Masa Orientasi Siswa (MOS)

          Aku mulai memasukki kelas yang baru, 1.1. Tak ada yang istimewa bagiku tentang pengarahan dari kepala sekolah tadi mengenai MOS. Mungkin karena aku tak mendengarkannya dengan seksama. Matahari yang panas tadi membuat konsentrasiku buyar dalam menangkap kata-kat yang keluar dari kepala sekolah tadi. Baiklah, kini sudah masuk kelas. Paling tidak rasa teduh kini berkawan denganku. Duduk di kursi kayu yang sangat keras, menghadap meja belajar yang sangat kotor karena coret-coretan pulpen dan tipe-ex siswa lama menghiasi pandanganku saat itu. Kutatap meja didepanku yang penuh coretan tadi. Ku pahami maksud dari coretan tadi. Ada beberapa kalimat panjang yang tertulis. Ada juga hanya sekedar tulisan cinta. Ada juga kata-kata kotor. Pokoknya lengkap sudah mejaku dengan segala kata-kata. Tampak disebelahku, si Galih sedang asyik berkenalan dengan teman-teman barunya. Di depanku duduk 2 anak cewek semua. Di belakangku,duduk 2 anak cowok. Aku bukan tipe orang yang banyak bicara. Aku mulai bosan dengan hanya menatap meja dan sekeliling tembok ruangan kelas. Perlahan kuberanikan untuk berbicara. Aku mulai berkenalan dengan teman-teman baruku, namun hanya sebatas  yang ada di depan dan yang di belakang. Ternyata di depanku 2 anak cewek itu bernama Alin dan Windhi..2 anak cowok di belakangku bernama Tomo dan Wahyu. Untuk sementara aku hanya mengenal 4 anak itu, ditambah Galih teman satu meja denganku.. Oya lupa ternyata aku baru sadar kalau di kelas ini ada teman ku dari SMP yang juga tetangga rumah, Ari Tantina. Wah... payah banget aku ini, kenapa baru aku sadari kalau selama ini ada teman SMP di dalam kelas ini...Jadi untuk sementara aku sudah punya 6 kenalan di kelas ini dari 40 siswa.

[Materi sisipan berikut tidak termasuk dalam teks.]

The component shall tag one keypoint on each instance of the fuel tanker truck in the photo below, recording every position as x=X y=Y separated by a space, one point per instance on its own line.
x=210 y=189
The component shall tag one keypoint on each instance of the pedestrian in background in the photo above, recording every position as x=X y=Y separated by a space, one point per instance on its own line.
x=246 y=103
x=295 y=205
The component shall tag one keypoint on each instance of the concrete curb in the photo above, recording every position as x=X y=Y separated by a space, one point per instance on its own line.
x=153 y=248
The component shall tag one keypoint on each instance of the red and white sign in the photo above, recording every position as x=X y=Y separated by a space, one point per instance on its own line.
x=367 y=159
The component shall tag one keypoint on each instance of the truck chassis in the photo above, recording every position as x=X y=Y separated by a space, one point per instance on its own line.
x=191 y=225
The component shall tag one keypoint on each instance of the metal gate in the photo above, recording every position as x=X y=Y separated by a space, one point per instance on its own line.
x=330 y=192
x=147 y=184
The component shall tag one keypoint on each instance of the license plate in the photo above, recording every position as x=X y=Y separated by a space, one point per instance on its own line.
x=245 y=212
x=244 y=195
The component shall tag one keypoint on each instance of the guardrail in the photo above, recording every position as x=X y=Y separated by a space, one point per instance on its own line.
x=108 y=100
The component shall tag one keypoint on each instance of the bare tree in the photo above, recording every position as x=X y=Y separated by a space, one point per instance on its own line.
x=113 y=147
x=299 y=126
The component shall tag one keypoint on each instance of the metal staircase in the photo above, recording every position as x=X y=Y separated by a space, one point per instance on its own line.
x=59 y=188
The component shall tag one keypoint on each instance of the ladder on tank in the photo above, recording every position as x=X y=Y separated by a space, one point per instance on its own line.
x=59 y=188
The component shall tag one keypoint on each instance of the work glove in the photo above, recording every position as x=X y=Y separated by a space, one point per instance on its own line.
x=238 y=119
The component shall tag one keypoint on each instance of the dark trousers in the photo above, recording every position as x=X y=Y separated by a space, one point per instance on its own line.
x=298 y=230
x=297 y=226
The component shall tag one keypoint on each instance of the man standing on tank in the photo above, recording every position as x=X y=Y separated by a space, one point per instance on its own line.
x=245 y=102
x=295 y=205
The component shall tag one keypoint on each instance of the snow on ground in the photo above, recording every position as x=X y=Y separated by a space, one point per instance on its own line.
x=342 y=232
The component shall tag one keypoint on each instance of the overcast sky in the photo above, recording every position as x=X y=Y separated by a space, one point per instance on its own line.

        Suasana semakin ramai di dalam kelas. Wali kelas belum masuk. Alin dan Windhi ternyata tipe anak yang cerewet, brisik banget. Tomo wataknya suka melucu, asyik kalo ngobrol dengannya. Aku jadi lebih akrab sama Tomo dibanding Galih. Wahyu, tipenya anak yang pendiam tidak banyak bicara seperti aku. Kelas makin ramai, tatkala ada siswa yang belagu, congkak, dekil, kecil dan kerjanya membuat gaduh. Ternyata baru aku sadari, dia anak yang tinggal kelas alias tidak naik kelas.

            Satu persatu aku amati setiap siswa yang belum aku kenal di kelas ini. Ternyata tampang-tampang dari desa banyak juga yang bersekolah di sini. Aku merasa tidak sendirian, setidaknya banyak anak kampung yang seperti aku. Aku merasa puas juga dengan kondisi seperti ini. Ternyata, anak kampung seperti ku dapat mengalahkan anak kota yang ingin masuk di sekolah ini. Jika tidak, mungkin kelas ini atau bahkan sekolah ini akan diisi oleh anak-anak kota semuanya. Aku semakin larut dalam kebaggaan terhadap diri sendiri. Nampak dari deretan meja sebelah kiri terlihat anak yang sepertinya bukan anak desa. Dari gayanya, menunjukkan dia anak asli kota. Ada sesuatu yang dipegangnya seperti remot. Jari-jarinya menari-nari di atas remot itu, seperti memencet-mencet sesuatu. Dia asyik dalam kesibukannya sendiri. Sesekali nampak dari mukanya tersenyum sendiri melihat benda seperi remot kecil itu. Terkadang di letakkan di telinganya. Oh..ternyata aku baru tahu, kalau yang di pegang anak itu telepon genggam alias HP. Hal yang jarang aku lihat di desa, Mungkin hanya pernah aku lihat lewat kakakku yang ketika pulang dari liburan kuliah membawa HP ketika di rumah. HP yang ketika di rumah cuma di taruh di meja saja. Ketika ingin mengirim pesan atau telepon seseorang harus keluar menuju sawah dulu untuk mencari sinyal.  Atau pernah juga aku lihat di televisi. Ya...HP yang kala itu masih menjadi barang yang langka dalam pandanganku. Tidak semua orang memiliki. Bagiku saat itu HP masih menjadi barang yang mewah dalam hidup, hanya orang-orang tertentu saja yang bisa memiliki. Akupun saat itu belum terpikir untuk memiliki HP dalam hidup, masih merasa belum perlu. Hanya beberapa orang saja dalam kelas ini yang memiliki HP, bisa dibilang mereka orang yang lebih dari cukup.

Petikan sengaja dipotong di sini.